Figure 1 Chest X-ray: Left hilar widening (arrow).
Figure 2 Chest computed tomography scan (scale W500:L50): Soft tissue window.
Axial (A) and coronal (B, C) views: Superior mediastinal widening secondary to numerous lymphadenopathies (arrows) and a left hilar mass.
Figure 3 Chest computed tomography scan (scale W500:L50): Pulmonary windows.
Axial view: Bilateral lung miliary pattern (arrows) with little bilateral pleural effusion.
Figure 4 Course of haemoglobin, leucocytes and viral load during and after antiviral treatment.
Attendance to the emergency unit, tuberculosis diagnosis and start of therapy are shown according to time. TB: Tuberculosis.
Tuberculosis, caused by Mycobacterium tuberculosis, is a worldwide health problem, remaining as the leading cause of death from infectious diseases. It is estimated that 30% of the global population hosts TB in its latent form, which can be reactivated with the presence of several factors, such as aging, smoking, alcohol use, diabetes, chronic renal failure, cancer, a weakened immune system, glucocorticoids or tumor necrosis factor-α inhibitors use. Furthermore, miliary tuberculosis form, has only been described in immunocompromised hosts, especially in patients with underlying T-cell deficiencies such as HIV infection. The classic presenting symptoms of pulmonary TB include persistent fever, weight loss, drenching night sweats, persistent cough (often with sputum production), and hemoptysis; whilst extra-pulmonary TB can affect any organ with a wide variety of symptoms, and therefore requires a high index of clinical suspicion. Without treatment, TB has a mortality rate of 50% within 5 years. Various cell types and cytokines are crucial: T cells (CD4+, CD8+, and natural killer) and macrophages participate in protection against TB, and interferon-α and tumor necrosis factor-α (TNF-α) are essential cytokines for the control of acute TB infection.
Two conditions might have contributed to the TB infection. On one hand, cirrhosis by itself is associated with lymphocyte and macrophage dysfunction and decreased production of interferon-α and TNF-α and it may be linked to a higher TB risk. A Taiwan study, showed that active TB incidence rates were significantly higher among cirrhotic patients compared with noncirrhotic patients, particularly those with alcoholism and HCV infection.
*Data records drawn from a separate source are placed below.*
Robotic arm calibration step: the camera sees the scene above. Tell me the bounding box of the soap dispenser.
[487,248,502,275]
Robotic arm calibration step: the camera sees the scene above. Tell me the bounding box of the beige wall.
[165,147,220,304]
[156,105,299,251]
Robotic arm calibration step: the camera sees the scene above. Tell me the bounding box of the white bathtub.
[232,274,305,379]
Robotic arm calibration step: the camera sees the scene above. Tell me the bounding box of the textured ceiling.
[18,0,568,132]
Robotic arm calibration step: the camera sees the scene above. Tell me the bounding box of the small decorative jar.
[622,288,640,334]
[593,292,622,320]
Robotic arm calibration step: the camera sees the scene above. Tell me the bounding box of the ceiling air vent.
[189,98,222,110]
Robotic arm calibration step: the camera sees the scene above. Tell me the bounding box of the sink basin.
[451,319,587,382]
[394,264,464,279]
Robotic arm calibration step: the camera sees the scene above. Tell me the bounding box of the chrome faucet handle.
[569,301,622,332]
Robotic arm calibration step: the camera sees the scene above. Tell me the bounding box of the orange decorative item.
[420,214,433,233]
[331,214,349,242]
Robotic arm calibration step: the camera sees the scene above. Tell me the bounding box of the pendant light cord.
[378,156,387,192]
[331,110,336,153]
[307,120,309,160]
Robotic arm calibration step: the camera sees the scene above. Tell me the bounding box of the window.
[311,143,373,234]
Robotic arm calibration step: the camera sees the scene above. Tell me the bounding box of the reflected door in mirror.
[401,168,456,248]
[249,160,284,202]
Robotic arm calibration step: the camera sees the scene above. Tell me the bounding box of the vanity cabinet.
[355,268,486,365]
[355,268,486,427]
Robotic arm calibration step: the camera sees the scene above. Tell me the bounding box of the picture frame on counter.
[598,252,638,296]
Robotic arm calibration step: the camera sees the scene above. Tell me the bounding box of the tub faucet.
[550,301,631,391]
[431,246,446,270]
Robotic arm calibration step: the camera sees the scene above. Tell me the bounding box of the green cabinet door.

On the other hand, TB infection has been reported anecdotically in patients with HCV infection undergoing α-interferon-based therapy, usually as a reactivation of latent cases. As an example, 18 cases of TB were observed in patients under HCV treatment in Brazil. Many studies have already shown that α-interferon inhibits type 1 immune response, which is characterized by IL-2, interferon-α and TNF-α production, cytokines that restrain Mycobacterium tuberculosis. On the contrary, ribavirin is a guanosine analogue that has demonstrated to have an immunomodulatory effect, shifting a type 2 response to a type 1 in plaque-forming cells in vivo. When human T-lymphocytes are activated, ribavirin enhances a type 1 cytokine response producing increased levels of IL-2, interferon-α and TNF-α while suppressing the type 2 response with IL-4, IL-5 and IL-10. Therefore, ribavirin stimulates the host adaptive immune response responsible for protection against TB infection and it may act as a protective factor; however, no studies have been specifically performed to prove it. Some other cases of TB infection have also been reported with the triple therapy of pegylated interferon, ribavirin and boceprevir or telaprevir, the first generation of protease inhibitors. Ledipasvir and sofosbuvir are both DAAs. Sofosbuvir works as an inhibitor of the HCV NS5B RNA-dependent RNA polymerase. Ledipasvir is an NS5A inhibitor and its exact mechanism of action is unknown, but one suggested mechanism is its inhibition of hyperphosphorylation of NS5A, which seems to be required for viral production. Ledipasvir/Sofosbuvir phase III studies for HCV infection treatment showed that the most common adverse events reported by patients were fatigue, headache and nausea. Addition of ribavirin to ledipasvir/sofosbuvir for HCV therapy for patients without cirrhosis or with compensated cirrhosis was associated with a greater incidence of common adverse effects, concomitant medication use and laboratory abnormalities such as anemia, increased levels of total bilirubin and lymphopenia; but rates of severe side effects and interruptions of treatment resulted similar, and no increased infection episodes were detected despite the reported decrease in lymphocytes. In order to reduce the side effects of these drugs, advanced technologies are used during their development such as computer-aided leading drug optimization.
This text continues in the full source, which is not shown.